So what’s so great about Snapchat? It’s a photo messaging app that introduced the “temporary” concept: the photos that users send are only available for between one and ten seconds when the receiver opens them. They are then automatically deleted from the phone.
This was its one and only function to begin with, although it has continued to add further features since then. This year we have seen how it has allowed users to send text messages, videochat or even send money
And all this has been aided and abetted by the numerous injections of capital it has been receiving in recent months although some of the most rumoured ones (there was talk of Tencent, Yahoo or Alibaba) were never actually confirmed. What’s more, they also have the answer to one of the main questions they were being asked: how are you going to monetize the application?
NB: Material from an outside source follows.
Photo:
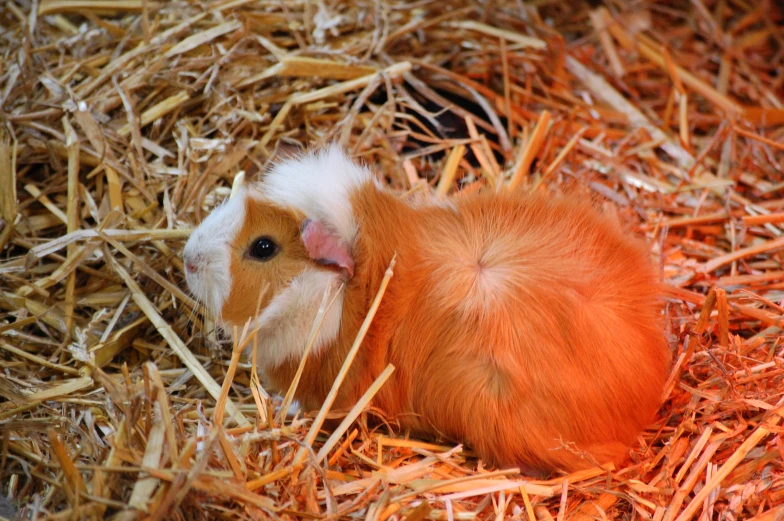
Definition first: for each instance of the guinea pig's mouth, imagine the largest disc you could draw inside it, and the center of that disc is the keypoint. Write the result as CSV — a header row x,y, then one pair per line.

They are currently doing tests with adverts.
How many users do they actually have? Here we have to rely on third party surveys, because the company does not reveal this type of information. They do tell us, however, the activity that those users create: more than 700 million snaps sent daily, thus becoming the most used messaging app for swapping photos.
This is precisely why apps like Snapchat or Instagram are growing by being cool for the kids. They no longer see Facebook as a social network to communicate with friends, but as an “old school” social network where their parents hang out. What’s more, the stats also seem to tell us that mobile will have a lot to say about how social networks (or rather social apps) will develop in the future.